Monday, 8 June 2009

Sum, sum, summer summer murder

It is becoming normal to carry a knife if you're a young person. This is according to a report by the House of Commons Home Affairs Committee, which highlighted the "arms race" that exists between rival gangs in Britain.

Nowhere is this more prevalent than London, where 22 people under the age of 20 were stabbed to death last year. The latest fatality was 17-year-old Jahmal Mason-Blair, a promising footballer, who was stabbed in the neck in Hackney last month.

Mason-Blair was the ninth teenager to die violently in the capital in 2009.

While examples like this seem to come around with alarming regularity, you only need to scratch the surface to begin to understand the scale of the problem.
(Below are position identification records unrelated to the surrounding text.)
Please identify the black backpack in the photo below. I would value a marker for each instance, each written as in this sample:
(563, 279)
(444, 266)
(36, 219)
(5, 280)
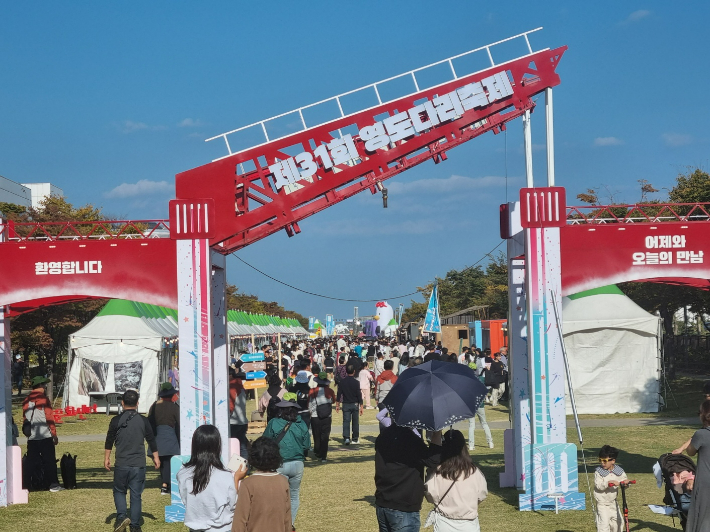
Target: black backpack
(272, 410)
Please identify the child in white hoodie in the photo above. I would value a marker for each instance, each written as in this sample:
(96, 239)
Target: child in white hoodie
(207, 489)
(608, 513)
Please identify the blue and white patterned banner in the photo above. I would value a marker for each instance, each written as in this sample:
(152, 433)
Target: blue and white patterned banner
(432, 323)
(329, 325)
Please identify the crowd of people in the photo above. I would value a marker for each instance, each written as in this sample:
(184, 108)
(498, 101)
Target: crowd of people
(262, 493)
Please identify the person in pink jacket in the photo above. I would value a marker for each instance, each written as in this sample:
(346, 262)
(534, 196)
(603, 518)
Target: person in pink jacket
(365, 378)
(456, 487)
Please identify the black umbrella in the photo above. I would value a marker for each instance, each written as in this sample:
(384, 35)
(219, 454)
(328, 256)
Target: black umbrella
(435, 395)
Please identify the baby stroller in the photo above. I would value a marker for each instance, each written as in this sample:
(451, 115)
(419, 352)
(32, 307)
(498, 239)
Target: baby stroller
(678, 473)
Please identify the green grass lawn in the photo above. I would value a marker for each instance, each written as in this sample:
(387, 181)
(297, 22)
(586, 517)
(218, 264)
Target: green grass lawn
(342, 491)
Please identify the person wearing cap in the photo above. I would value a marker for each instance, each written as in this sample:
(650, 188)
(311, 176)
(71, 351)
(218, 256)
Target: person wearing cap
(164, 418)
(37, 409)
(302, 387)
(129, 431)
(238, 422)
(320, 405)
(294, 440)
(350, 396)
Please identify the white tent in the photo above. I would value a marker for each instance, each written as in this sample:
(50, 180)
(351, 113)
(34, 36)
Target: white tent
(614, 352)
(132, 345)
(127, 345)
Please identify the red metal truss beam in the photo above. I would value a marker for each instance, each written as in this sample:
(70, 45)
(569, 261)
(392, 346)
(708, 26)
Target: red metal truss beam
(94, 230)
(249, 206)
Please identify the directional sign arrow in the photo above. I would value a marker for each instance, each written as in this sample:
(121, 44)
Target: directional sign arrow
(252, 357)
(253, 366)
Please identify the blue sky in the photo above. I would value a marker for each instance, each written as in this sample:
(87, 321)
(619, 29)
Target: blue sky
(110, 100)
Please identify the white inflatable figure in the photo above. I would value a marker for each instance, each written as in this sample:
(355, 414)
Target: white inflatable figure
(384, 315)
(391, 329)
(341, 328)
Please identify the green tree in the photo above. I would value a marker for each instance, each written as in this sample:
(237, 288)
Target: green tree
(460, 289)
(41, 335)
(250, 303)
(691, 187)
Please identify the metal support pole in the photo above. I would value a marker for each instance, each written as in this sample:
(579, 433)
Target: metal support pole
(278, 368)
(527, 139)
(220, 354)
(550, 138)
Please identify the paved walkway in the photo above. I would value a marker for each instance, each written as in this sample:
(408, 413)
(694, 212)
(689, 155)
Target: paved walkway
(373, 428)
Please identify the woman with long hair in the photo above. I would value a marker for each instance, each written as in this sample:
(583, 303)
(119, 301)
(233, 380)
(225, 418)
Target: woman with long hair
(291, 433)
(456, 487)
(207, 489)
(699, 512)
(264, 504)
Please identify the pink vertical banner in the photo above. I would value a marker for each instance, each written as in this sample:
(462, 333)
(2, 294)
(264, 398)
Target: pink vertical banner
(195, 337)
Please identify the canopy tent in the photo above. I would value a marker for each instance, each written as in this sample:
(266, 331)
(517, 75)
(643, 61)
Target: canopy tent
(127, 345)
(614, 352)
(132, 345)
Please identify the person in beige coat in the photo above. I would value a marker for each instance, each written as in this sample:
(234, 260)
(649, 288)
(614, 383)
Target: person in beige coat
(608, 513)
(456, 487)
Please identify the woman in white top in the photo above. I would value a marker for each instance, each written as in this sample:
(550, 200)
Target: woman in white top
(456, 487)
(207, 489)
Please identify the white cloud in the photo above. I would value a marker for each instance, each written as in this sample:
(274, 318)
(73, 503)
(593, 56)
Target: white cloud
(129, 126)
(190, 122)
(638, 15)
(455, 183)
(676, 139)
(608, 141)
(144, 187)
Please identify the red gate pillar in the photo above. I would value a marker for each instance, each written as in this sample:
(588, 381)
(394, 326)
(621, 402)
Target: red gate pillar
(220, 351)
(11, 491)
(519, 392)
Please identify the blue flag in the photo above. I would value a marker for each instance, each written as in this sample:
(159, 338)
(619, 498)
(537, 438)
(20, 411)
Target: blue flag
(329, 325)
(432, 324)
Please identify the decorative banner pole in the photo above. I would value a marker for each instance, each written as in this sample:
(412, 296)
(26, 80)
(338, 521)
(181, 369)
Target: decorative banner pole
(432, 323)
(543, 462)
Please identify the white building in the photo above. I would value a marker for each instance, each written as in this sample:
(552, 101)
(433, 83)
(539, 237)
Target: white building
(41, 191)
(26, 194)
(11, 192)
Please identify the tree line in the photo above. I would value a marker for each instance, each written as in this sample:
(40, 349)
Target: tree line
(41, 336)
(460, 289)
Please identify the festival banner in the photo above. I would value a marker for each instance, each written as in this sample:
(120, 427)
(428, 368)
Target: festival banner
(432, 323)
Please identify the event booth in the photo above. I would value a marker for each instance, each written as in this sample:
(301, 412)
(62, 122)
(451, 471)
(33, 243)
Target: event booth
(614, 349)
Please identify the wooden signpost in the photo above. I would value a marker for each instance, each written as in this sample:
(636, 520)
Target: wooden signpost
(254, 366)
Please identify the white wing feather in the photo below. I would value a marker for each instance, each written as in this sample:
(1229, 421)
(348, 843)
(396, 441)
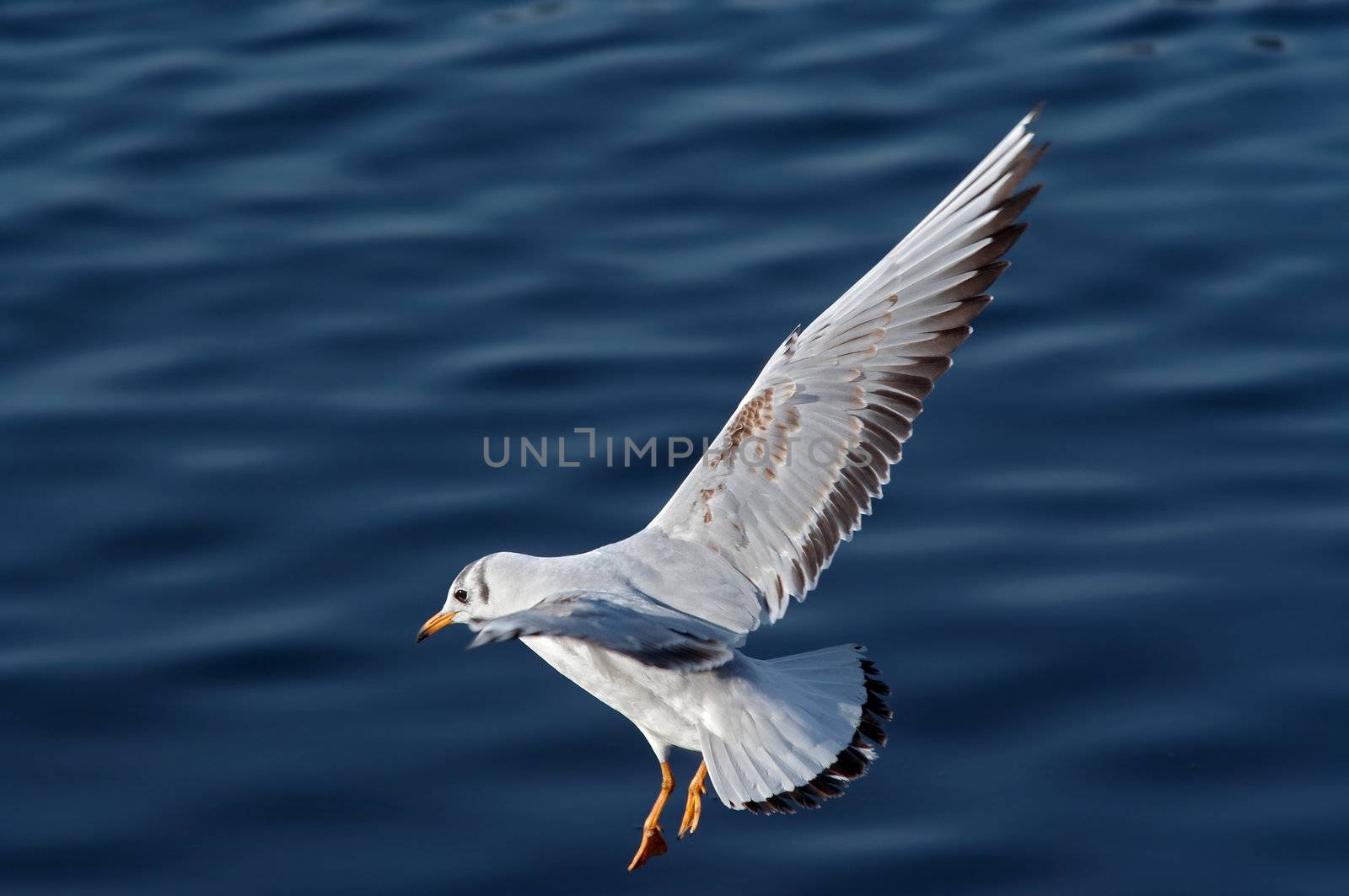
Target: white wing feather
(793, 471)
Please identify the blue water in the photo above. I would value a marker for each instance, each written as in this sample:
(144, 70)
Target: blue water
(270, 273)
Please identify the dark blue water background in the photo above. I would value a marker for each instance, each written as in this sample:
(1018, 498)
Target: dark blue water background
(270, 271)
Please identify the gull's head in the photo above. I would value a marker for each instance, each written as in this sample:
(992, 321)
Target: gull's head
(474, 595)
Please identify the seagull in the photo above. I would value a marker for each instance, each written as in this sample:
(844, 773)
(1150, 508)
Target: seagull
(653, 625)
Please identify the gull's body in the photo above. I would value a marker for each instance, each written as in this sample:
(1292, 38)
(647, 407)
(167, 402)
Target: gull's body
(652, 625)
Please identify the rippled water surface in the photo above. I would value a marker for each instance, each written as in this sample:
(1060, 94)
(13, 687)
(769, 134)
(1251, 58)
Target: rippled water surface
(270, 271)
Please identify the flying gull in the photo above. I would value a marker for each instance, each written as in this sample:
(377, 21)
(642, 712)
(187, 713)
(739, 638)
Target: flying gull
(653, 625)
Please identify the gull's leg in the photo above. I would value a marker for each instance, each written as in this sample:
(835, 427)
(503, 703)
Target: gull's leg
(653, 842)
(694, 808)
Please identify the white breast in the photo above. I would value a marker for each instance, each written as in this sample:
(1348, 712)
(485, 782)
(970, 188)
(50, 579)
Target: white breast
(658, 702)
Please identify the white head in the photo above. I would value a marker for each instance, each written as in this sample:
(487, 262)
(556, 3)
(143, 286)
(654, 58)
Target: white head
(486, 588)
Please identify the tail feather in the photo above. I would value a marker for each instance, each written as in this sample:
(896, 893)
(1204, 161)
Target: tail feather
(791, 733)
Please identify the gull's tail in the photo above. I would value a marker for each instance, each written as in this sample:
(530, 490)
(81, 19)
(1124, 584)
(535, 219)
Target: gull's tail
(787, 733)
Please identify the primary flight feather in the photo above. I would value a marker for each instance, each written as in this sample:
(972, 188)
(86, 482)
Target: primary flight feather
(652, 625)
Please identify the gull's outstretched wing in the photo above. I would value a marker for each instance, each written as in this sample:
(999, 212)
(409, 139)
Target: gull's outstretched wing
(795, 469)
(632, 624)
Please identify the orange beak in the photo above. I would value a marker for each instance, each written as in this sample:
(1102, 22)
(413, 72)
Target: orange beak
(435, 625)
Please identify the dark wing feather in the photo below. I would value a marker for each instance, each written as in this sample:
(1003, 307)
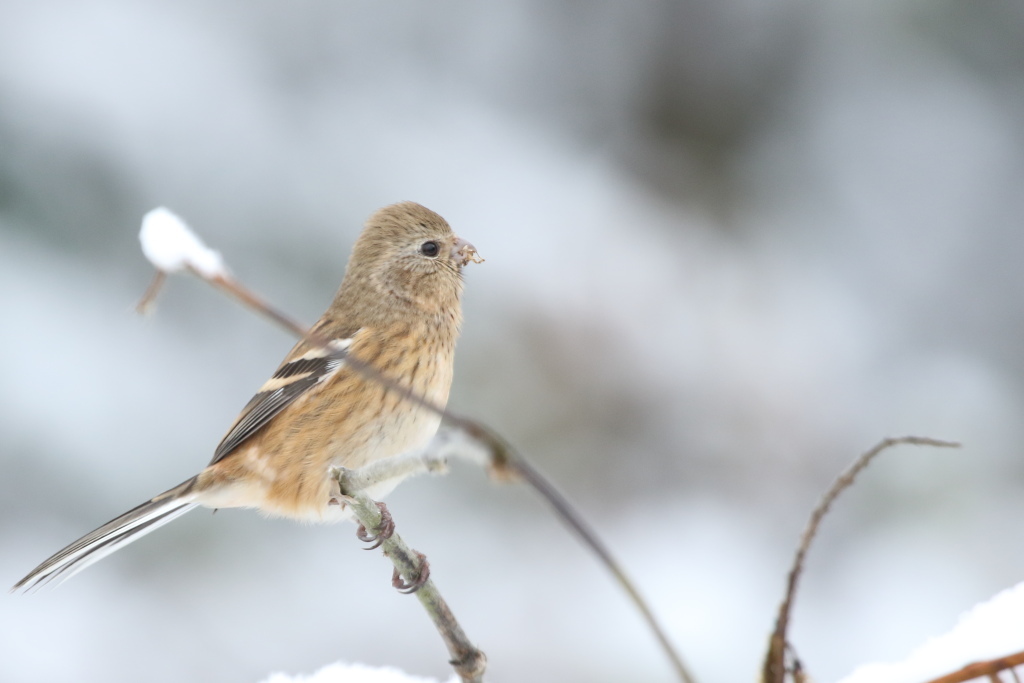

There were 4,786 reported knife crimes in the UK in 2007-08, which amounts to nearly seven attacks every day (a knife crime is one that involes a knife being produced - it does not have to be used).

This is 42 per cent increase from the number of incidents reported in 1996-97.
Why the pretty canal scene above? This is Regent's Canal, one of east London's most tranquil locations.

Yet the city turns its back to the waterway. While this is attractive for cyclists and walkers, it can also encourage a breeding ground for unrest under the cover of darkness.
Earlier this month, eight teenagers were arrested following the stabbing of a 15-year-old male.

The schoolboy was found bleeding in Palmer's Road, which runs alongside the canal.
Two main points. Firstly, knife crime is confined to deeply urban areas - this is not a problem that will spread to surburbia, spa towns or the Welsh valleys.

Secondly - and this is in spite of the Metropolitan Police reporting a fall in knife crime - the issue will continue to raise its ugly head in our cities until possession of a blade carries a mandatory punishment.

Until then, there is very little deterrent.